This is the fifth blog post in a series about developing correct implementations of basic data structures and algorithms using the Deduce language and proof checker.
In this blog post we study binary trees, that is, trees in which each node has at most two children. We study the in-order tree traversal, as that will become important when we study binary search trees. Furthermore, we implement tree iterators that keep track of a location within the tree and can move forward with respect to the in-order traversal. We shall prove that our implementation of tree iterators is correct in Part 2 of this blog post.
Binary Trees
We begin by defining a union
for binary trees:
union Tree<E> {
EmptyTree
TreeNode(Tree<E>, E, Tree<E>)
}
For example, we can represent the following binary tree
with a bunch of tree nodes like so:
define T0 = TreeNode(EmptyTree, 0, EmptyTree)
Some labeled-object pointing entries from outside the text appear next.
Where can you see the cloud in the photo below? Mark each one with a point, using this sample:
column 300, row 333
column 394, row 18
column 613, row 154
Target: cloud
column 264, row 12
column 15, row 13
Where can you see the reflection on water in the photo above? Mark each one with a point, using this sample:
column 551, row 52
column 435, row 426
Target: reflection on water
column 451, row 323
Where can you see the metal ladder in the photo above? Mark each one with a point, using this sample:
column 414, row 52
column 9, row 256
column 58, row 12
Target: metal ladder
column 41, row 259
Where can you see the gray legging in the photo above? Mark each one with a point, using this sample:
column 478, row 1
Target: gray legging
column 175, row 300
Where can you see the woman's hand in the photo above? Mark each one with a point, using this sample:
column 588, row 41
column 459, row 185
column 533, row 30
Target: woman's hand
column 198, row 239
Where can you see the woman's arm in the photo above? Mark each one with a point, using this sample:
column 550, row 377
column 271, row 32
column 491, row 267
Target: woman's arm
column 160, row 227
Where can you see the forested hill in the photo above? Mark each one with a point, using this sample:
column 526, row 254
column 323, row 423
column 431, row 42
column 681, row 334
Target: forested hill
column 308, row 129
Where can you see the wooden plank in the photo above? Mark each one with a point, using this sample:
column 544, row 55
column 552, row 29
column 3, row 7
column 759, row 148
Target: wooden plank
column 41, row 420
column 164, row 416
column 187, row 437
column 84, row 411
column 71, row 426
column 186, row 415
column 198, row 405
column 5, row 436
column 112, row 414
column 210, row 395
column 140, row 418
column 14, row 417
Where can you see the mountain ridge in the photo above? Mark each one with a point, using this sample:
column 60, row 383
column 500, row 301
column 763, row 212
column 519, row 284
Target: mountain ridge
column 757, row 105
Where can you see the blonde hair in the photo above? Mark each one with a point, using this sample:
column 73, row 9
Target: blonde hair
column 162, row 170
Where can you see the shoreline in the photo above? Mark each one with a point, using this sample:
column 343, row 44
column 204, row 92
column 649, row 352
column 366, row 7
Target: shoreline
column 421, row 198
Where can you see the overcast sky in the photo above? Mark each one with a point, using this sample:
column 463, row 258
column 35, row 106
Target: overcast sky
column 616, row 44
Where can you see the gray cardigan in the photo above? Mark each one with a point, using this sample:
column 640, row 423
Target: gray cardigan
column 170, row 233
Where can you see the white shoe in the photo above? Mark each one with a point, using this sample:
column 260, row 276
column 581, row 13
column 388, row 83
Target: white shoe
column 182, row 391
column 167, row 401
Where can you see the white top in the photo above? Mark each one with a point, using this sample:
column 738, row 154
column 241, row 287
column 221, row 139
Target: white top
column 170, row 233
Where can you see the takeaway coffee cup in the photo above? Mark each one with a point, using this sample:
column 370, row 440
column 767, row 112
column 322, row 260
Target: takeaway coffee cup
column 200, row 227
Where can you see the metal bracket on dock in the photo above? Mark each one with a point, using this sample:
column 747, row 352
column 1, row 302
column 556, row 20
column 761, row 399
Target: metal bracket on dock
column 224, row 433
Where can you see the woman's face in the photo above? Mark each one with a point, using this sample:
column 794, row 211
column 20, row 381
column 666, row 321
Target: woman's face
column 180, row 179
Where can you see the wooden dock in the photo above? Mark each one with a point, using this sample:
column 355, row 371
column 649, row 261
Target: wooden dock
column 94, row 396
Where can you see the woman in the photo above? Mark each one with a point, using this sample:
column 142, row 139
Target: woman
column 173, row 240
define T2 = TreeNode(EmptyTree, 2, EmptyTree)
define T1 = TreeNode(T0, 1, T2)
define T4 = TreeNode(EmptyTree, 4, EmptyTree)
define T5 = TreeNode(T4, 5, EmptyTree)
define T7 = TreeNode(EmptyTree, 7, EmptyTree)
define T6 = TreeNode(T5, 6, T7)
define T3 = TreeNode(T1, 3, T6)
We define the height of a tree with the following recursive function.
function height<E>(Tree<E>) -> Nat {
height(EmptyTree) = 0
height(TreeNode(L, x, R)) = suc(max(height(L), height(R)))
}
The example tree has height 4
.
assert height(T3) = 4
We count the number of nodes in a binary tree with the num_nodes
function.
function num_nodes<E>(Tree<E>) -> Nat {
num_nodes(EmptyTree) = 0
num_nodes(TreeNode(L, x, R)) = suc(num_nodes(L) + num_nodes(R))
}
The example tree has 8
nodes.
assert num_nodes(T3) = 8
In-order Tree Traversal
Now for the main event of this blog post, the in-order tree traversal. The idea of this traversal is that for each node in the tree, we follow this recipe:
- process the left subtree
- process the current node
- process the right subtree
What it means to process a node can be different for different instantiations of the in-order traversal. But to make things concrete, we study an in-order traversal that produces a list. So here is our definition of the in_order
function.
function in_order<E>(Tree<E>) -> List<E> {
in_order(EmptyTree) = empty
in_order(TreeNode(L, x, R)) = append(in_order(L), node(x, in_order(R)))
}
The result of in_order
for T3
is the list 0,1,2,3,4,5,6,7
. As you can see, we chose the data values in T3
to match their position within the in-order traversal.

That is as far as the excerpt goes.